1) I consider myself pro-rail 2) You probably need a study before you can get the feds to invest capital in a project 3) Existing roads and public transportation are over capacity 4) Both NH & MA entities continue to issue building permits to developers, suggesting that depopulation is not imminent, and crowding is going to get worse 5) We are already seeing >10% increase in gasoline prices in the last few weeks, with more to come, and that will be nothing compared to the spike when Israel and/or US likely go to war with Iran. CR is an important option to maintain the economy if there is another energy crisis. 6) Passenger rail is valuable public infrastructure, whose riders will gladly pay fares high enough to cover the operating costs of a thrifty operator ;)

Valid reasons to kill studies: 1) It´s already been studied 2) It´s a scam (for example, if you are studying a rail-trail for an active freight rail line or you want to study ¨reasonable gun control¨) 3) There is obviously no demand for the service, i.e. even bus companies don´t provide service, highways are uncrowded, parking is plentiful and cheap.
 #1470925  by Hux
 
BandA wrote:why would you cancel funding for a study that is 100% paid with feddybucks? Is there a competing study that this money will go towards?
Why would you take the teeth out of an animal cruelty bill? It is what the NH legislature does.
 #1470965  by b&m 1566
 
BandA wrote:
b&m 1566 wrote:Why give the pro-rail folks a leg to stand on?

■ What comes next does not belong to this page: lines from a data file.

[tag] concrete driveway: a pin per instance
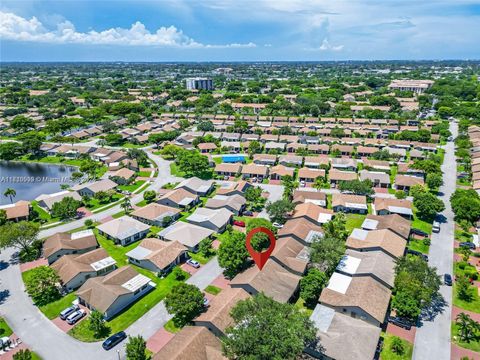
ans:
(432, 340)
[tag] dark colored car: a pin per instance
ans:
(403, 323)
(470, 245)
(447, 279)
(114, 340)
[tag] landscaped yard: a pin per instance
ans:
(472, 345)
(134, 312)
(388, 354)
(418, 245)
(131, 187)
(354, 221)
(53, 309)
(4, 328)
(473, 305)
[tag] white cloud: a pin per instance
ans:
(326, 46)
(14, 27)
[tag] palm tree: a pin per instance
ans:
(467, 327)
(10, 193)
(126, 204)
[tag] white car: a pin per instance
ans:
(74, 317)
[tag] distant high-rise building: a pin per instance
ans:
(199, 84)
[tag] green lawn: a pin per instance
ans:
(200, 258)
(117, 252)
(472, 345)
(418, 245)
(134, 312)
(473, 305)
(388, 354)
(131, 187)
(170, 327)
(211, 289)
(354, 221)
(5, 330)
(94, 204)
(175, 171)
(53, 309)
(421, 225)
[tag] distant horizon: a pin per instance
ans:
(237, 31)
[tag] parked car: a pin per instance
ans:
(403, 323)
(417, 253)
(114, 340)
(193, 263)
(447, 279)
(239, 223)
(468, 244)
(64, 314)
(75, 316)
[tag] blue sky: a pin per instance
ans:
(241, 30)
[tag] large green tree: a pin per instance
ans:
(266, 329)
(232, 253)
(185, 302)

1) I consider myself pro-rail 2) You probably need a study before you can get the feds to invest capital in a project 3) Existing roads and public transportation are over capacity 4) Both NH & MA entities continue to issue building permits to developers, suggesting that depopulation is not imminent, and crowding is going to get worse 5) We are already seeing >10% increase in gasoline prices in the last few weeks, with more to come, and that will be nothing compared to the spike when Israel and/or US likely go to war with Iran. CR is an important option to maintain the economy if there is another energy crisis. 6) Passenger rail is valuable public infrastructure, whose riders will gladly pay fares high enough to cover the operating costs of a thrifty operator ;)

Valid reasons to kill studies: 1) It´s already been studied 2) It´s a scam (for example, if you are studying a rail-trail for an active freight rail line or you want to study ¨reasonable gun control¨) 3) There is obviously no demand for the service, i.e. even bus companies don´t provide service, highways are uncrowded, parking is plentiful and cheap.
I too consider myself pro-rail, but we have elected a bunch of people in this state who are anti-rail. They believe rail is an outdated form of transportation, money hogging profit losing investment. They don't care nor want to see what the study will show because if it shows that they are wrong, then it gives pro-rail people a leg to stand on, so they are chopping the legs off before we can stand.
They are not interested in rail and don't want it, they don't even want to debate it.